As I turned the key in the lock of the bookshop for my lunch break last week, I received a call asking if I wanted to join a group of hosts for a tour on board the Soneva In Aqua. I answered "yes!!" before the question was even finished.
Soneva In Aqua is a 23-metre luxury yacht that Soneva guests can charter to sail around the idyllic blue waters in the Maldives, or it can be used as a way to travel in style between Soneva Jani and Soneva Fushi. The crew includes a Captain, Sous Chef, Barefoot Butler and Wellness Therapist, plus an expert Astronomer and Dive Master on request.
Our motley gang were met by speedboat at the jetty and we thundered across the waves to where the boat was anchored. It can’t be moored at the island as the lagoon is too shallow.
We were shown around the cabins, the glass-bottomed jacuzzi in the master bedroom, the sound systems in every room, the impressive sails and the nets for sun lounging on while you watch the fish and dolphins swim about below. There is a deck area where you can enjoy yoga with the Wellness Therapist – with the extra challenge of being on a rocking boat – and host parties or just enjoy the sun.
Captain Grant finished the tour with a question, ‘So who’s going to be first to jump off the top deck?’, more than enough of a prompt for everyone to spend the afternoon jumping again and again from the 10-metre deck and plunging into the water.

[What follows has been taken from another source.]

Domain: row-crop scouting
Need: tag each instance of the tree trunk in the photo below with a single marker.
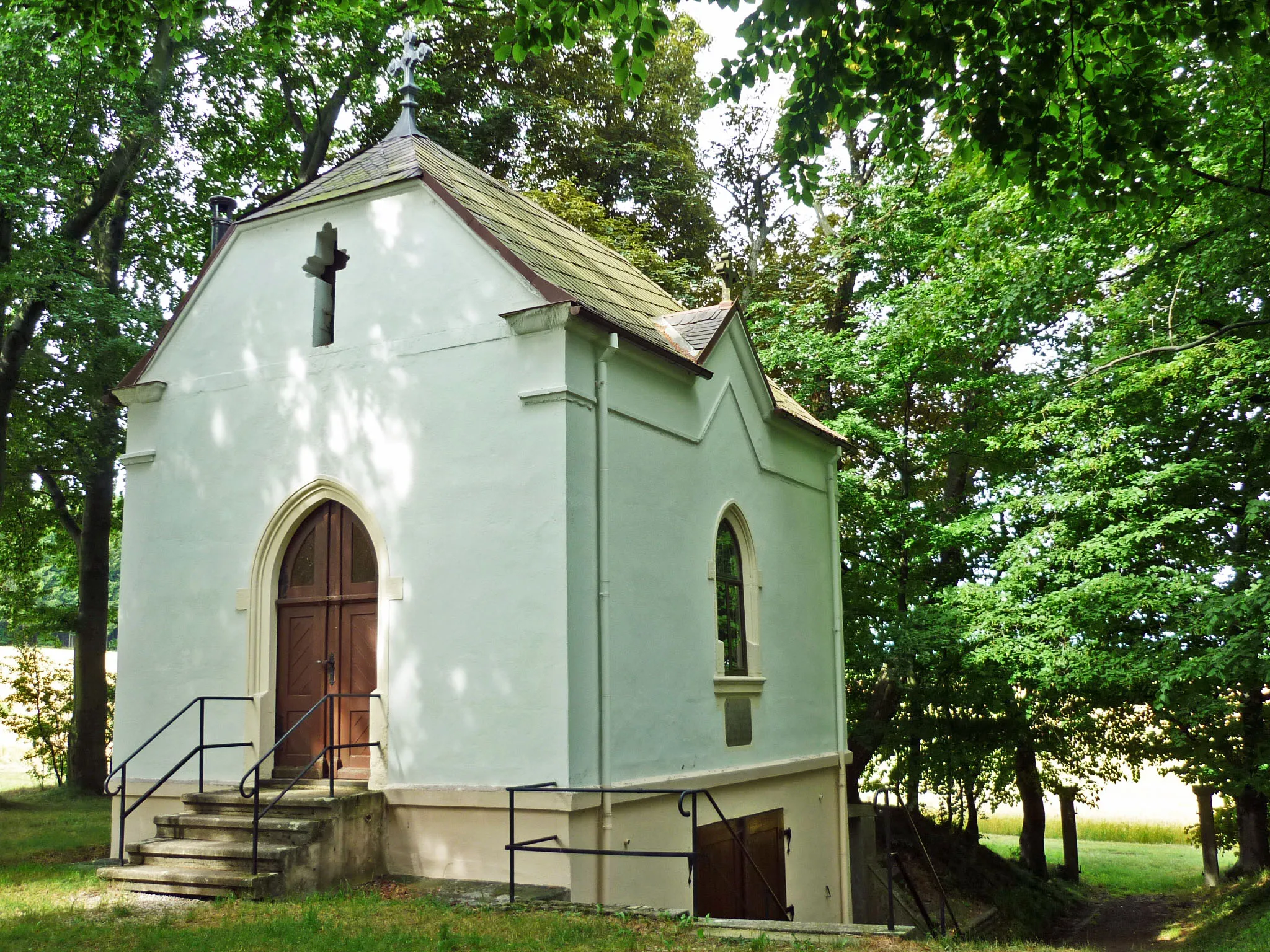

Jumping off a boat into the sea is one of the best feelings in the world and it got me thinking about some of my favourite books about the sea, and ones that make you feel like you are plunging in even whilst your feet are firmly on dry land.
Life of Pi by Yann Martel
You can’t get more lost adrift in the sea than Life of Pi. Written about a boy who is moving from Pondicherry in South India to Canada with his family and his father’s zoo animals. During the voyage, the ship sinks and Pi is left stranded on a lifeboat with a Bengal tiger named Richard Parker and only his wits about him trying to survive.
Why We Swim by Bonnie Tsui
Said to be 'Glorious' by The New York Times, Why We Swim is an investigation into why swimming heals us, provides community and brings so much joy. Written in sections; survival, wellbeing, community, competition and flow. The book looks at studies of people swimming conducted worldwide. Particularly poignant during this time when so many people are discovering wild swimming for the first time as an antidote to lockdown misery.
The Salt Path by Raynor Winn
A beautiful example of nature writing. In the first pages of this
memoir, Raynor Winn tells of her and her husband's eviction from their home of 25 years and her husband's diagnosis with a terminal illness. They choose to face homelessness and dire health conditions by walking the length on the South West Coast Path, all 630 miles of it. The ocean is always biting at their ankles or just over the edge of a cliff, and Raynor Winn’s delicious descriptions make it a character in itself.
The Luminaries by Eleanor Catton
The Booker-winning novel The Luminaries is set in New Zealand in 1866. When the country was brim-full of English men trying to make their fortune in the goldfields of the West Coast. Whilst most of the plot
of this intertwining novel is set on land, many of the characters are faced with gruelling voyages, work with the shipping industry and have even been through shipwrecks. The danger of the ocean is never downplayed and the roar of it is ever-present.
Ending our journey, the speedboat dropped our group off back on Soneva Jani, where we contended with our sea legs from hours on the boat. Whilst I can’t wait to visit again, I’m so lucky to live surrounded by the water and always just a moment away from dipping my toes in the great wild ocean that hypnotises so many people.